Todo esto sucedía alrededor de 1979. Poco a poco me fui fascinando como lector del mundo de Sciascia. Tenía la impresión de que era el primer escritor mexicano nacido en Sicilia y que los temas que trataba y los personajes (abogados, curas, profesores, agentes judiciales, jueces, políticos) habitaban una transfiguración literaria que bien podía tener sus raíces y su cuadro social en México. No sabía muy bien por qué pero lo sentía. Sospechaba que algo del pasado histórico nos emparentaba: la dominación española que tuvimos en común, la cultura árabe que nos llegó con los andaluces, el sistema de justicia penal que tanto aquí como allá tenía su matriz en el Santo Oficio de la Inquisición. Y entonces me organicé un viaje a Sicilia. Y con un objetivo: hacer una larga entrevista y un ensayo reportaje sobre el escritor siciliano que aparecieron más tarde, en 1989, como libro: La memoria de Sciascia.

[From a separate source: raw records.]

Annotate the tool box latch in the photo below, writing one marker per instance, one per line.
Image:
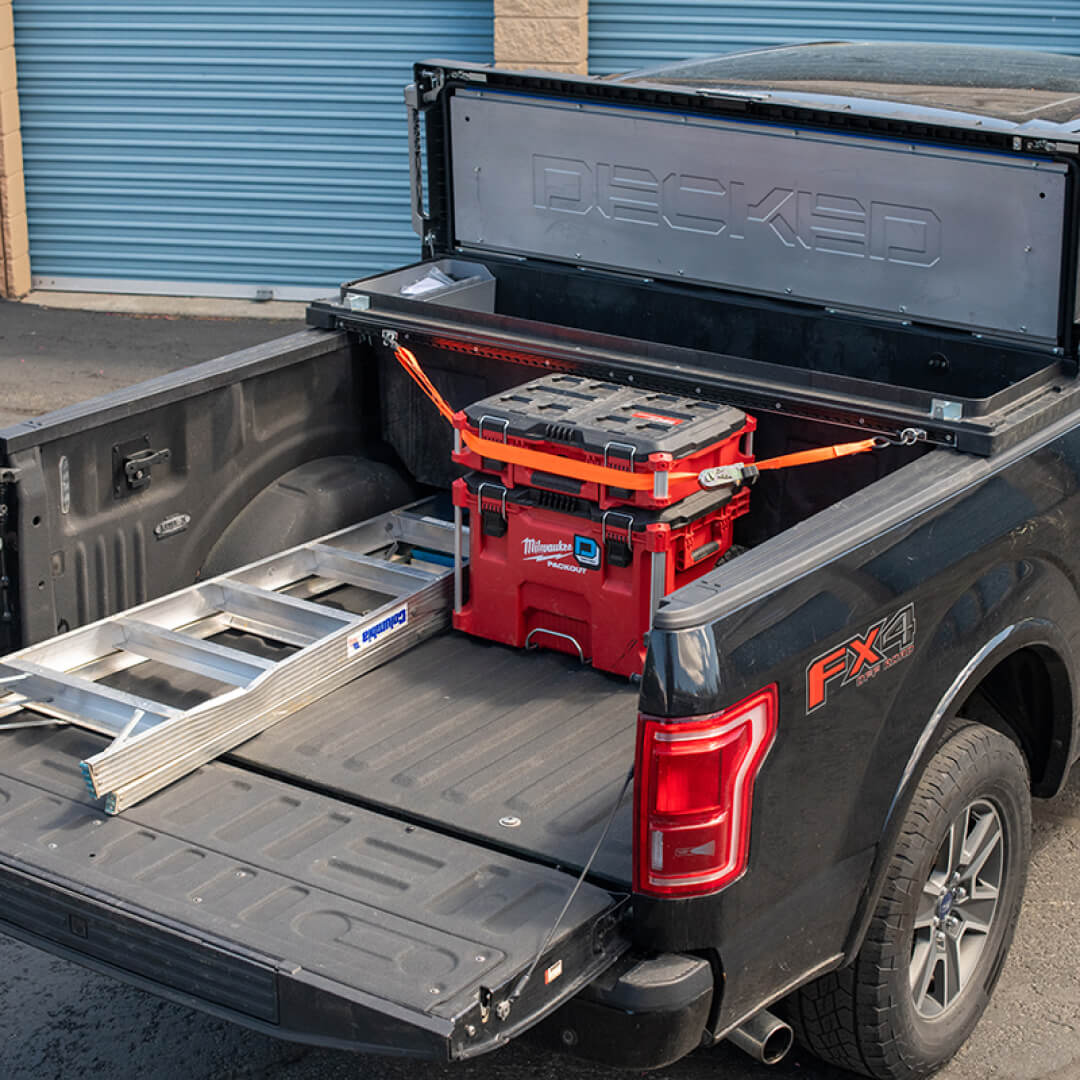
(493, 521)
(617, 549)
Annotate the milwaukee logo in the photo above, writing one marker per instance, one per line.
(536, 549)
(553, 554)
(723, 206)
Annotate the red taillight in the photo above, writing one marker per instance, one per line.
(694, 787)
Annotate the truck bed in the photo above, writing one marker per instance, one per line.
(463, 734)
(312, 916)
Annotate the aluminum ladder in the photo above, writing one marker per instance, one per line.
(404, 557)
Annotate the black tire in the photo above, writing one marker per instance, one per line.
(864, 1017)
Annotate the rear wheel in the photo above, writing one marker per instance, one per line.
(943, 926)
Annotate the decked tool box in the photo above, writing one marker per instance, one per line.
(603, 423)
(557, 571)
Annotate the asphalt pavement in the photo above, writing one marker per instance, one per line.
(61, 1021)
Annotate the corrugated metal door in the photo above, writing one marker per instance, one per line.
(219, 148)
(624, 35)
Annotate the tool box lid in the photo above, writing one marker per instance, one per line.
(687, 511)
(592, 415)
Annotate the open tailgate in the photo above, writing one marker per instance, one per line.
(288, 910)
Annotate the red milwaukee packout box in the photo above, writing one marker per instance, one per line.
(604, 423)
(556, 571)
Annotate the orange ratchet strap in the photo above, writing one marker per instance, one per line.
(541, 461)
(820, 454)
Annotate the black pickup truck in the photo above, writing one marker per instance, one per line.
(838, 730)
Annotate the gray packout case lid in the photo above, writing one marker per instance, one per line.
(605, 418)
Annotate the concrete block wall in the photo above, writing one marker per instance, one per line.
(14, 237)
(545, 35)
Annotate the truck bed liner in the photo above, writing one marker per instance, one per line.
(457, 733)
(296, 894)
(463, 733)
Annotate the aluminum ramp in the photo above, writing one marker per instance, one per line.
(401, 561)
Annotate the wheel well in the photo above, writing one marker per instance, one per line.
(1027, 696)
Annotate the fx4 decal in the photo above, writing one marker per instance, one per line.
(861, 657)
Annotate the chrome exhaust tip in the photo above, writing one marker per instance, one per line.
(765, 1037)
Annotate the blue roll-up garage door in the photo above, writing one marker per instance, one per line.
(224, 148)
(624, 35)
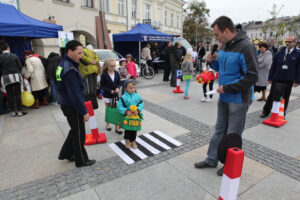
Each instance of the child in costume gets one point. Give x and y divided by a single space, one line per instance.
127 106
187 71
123 73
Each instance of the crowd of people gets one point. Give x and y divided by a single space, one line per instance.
72 79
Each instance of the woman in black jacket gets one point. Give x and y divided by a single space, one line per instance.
11 79
110 83
53 61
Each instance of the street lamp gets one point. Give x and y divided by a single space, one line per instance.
275 19
197 21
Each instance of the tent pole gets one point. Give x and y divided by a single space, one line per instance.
140 54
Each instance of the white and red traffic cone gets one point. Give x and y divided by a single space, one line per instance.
232 173
95 137
275 119
281 111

Volé a Palermo desde Roma. Cuando me contestó el teléfono me dijo que nos podíamos ver en una galería ubicada en Vía della Libertá donde él se reunía todas las tardes con sus amigos. Llegué a ese lugar de pintores y no sin cierto temor, más bien tímido, pregunté por el señor Sciascia. Vino entonces hacía mí un hombre de unos 65 años, de traje gris y corbata (desde niño, lo supe después por unas fotografías, le gustaba vestir muy elegante ternos cruzados), que toda su vida había sido profesor de primaria, ahora jubilado, como lo cuenta Matteo Collura en su biografía Il maestro di Regalpetra. Nos saludamos (ya lo conocía por carta pues le había enviado yo un ejemplar de mi novela Pretexta que empezaba con un epígrafe suyo) y me dijo:
—Posso essere utile?
Con lo cual me preguntaba si me hacía falta algo, si ya había conseguido hotel, si me sentía bien.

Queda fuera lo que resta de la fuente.